There are good reasons why the IPCC assessed that the probability was not as low as suggested by the models or any individual attribution paper. Specifically, the overall assessment must take into account potential structural uncertainties that don’t come into the straight model analysis. For instance, the models may systematically be overestimating the GHG-driven trend, they may be underestimating the internal variability, and they may be undersampling the structural uncertainty in making models themselves. The first kind of error would cause an overestimate in the mean of the distribution, while the other factors would cause an underestimate in the variance of the trends – all would increase P(x < 50%). On the other hand, the net forcing is almost certainly less than the effect of anthropogenic GHGs alone and so that biases the mean of the ‘all-forcings’ trends low, and some of the spread in the trends is related to different models having different forcings (biasing the spread wide). These elements can be quantified during the attribution (using fingerprint scaling, monte-carlo emulators etc.), but when they are all taken into account, the difference is less than one might think (it turns out that structural uncertainty likely isn’t being underestimated and the internal variability in models comfortably spans the range inferred in the real world (Yokohata et al., 2011; Santer et al., 2011)).

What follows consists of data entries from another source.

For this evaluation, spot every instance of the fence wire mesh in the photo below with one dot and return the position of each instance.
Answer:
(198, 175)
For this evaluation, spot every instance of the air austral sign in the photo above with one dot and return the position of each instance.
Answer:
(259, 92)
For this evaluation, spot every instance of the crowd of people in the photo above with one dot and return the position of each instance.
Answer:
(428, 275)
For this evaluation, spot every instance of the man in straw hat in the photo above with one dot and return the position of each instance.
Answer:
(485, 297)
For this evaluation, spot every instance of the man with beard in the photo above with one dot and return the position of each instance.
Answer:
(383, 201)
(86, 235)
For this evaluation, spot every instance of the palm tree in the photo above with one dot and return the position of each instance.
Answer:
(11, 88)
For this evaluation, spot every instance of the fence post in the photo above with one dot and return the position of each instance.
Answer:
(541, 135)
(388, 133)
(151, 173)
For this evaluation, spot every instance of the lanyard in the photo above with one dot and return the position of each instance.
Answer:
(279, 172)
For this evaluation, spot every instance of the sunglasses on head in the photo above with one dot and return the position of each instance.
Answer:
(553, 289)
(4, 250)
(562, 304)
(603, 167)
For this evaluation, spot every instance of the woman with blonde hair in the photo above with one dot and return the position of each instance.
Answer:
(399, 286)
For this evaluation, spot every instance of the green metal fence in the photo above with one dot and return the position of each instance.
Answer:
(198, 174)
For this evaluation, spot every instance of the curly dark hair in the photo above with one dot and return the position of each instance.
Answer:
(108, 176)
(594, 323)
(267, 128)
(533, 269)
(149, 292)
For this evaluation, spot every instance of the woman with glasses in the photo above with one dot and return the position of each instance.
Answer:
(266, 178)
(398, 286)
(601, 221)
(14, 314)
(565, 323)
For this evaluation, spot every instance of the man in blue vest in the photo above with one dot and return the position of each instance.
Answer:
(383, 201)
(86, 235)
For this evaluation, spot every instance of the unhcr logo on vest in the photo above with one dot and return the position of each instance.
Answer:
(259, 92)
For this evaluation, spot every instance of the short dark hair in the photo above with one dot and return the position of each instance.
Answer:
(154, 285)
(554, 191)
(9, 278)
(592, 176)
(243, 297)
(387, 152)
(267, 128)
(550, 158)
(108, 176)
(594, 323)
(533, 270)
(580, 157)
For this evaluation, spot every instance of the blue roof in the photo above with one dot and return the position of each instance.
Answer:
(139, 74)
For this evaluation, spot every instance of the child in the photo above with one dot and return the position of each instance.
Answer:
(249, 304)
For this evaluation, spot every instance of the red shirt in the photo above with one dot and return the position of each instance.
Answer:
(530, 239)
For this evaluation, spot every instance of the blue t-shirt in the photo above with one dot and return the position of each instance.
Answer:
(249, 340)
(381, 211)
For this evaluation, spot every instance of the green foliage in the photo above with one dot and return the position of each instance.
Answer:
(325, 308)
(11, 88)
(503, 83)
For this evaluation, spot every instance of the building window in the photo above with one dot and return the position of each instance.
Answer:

Curry and Webster specifically bring up two issues that, they claim, lessen the confidence one should have in the IPCC statement: that the history of solar forcing is uncertain in scale, and that aerosol forcings have a huge error bar. These two statements are true as far as they go – the scale of solar forcing is not tightly constrained prior to about 1960, and the total aerosol forcing and it’s variation in time is uncertain. But C&W’s specific complaint is that the attribution studies used in AR4 used solar forcing that was too large compared to more recent studies. However, reducing any warming trend associated with solar actually makes the attribution statement more likely which somewhat undercuts their point.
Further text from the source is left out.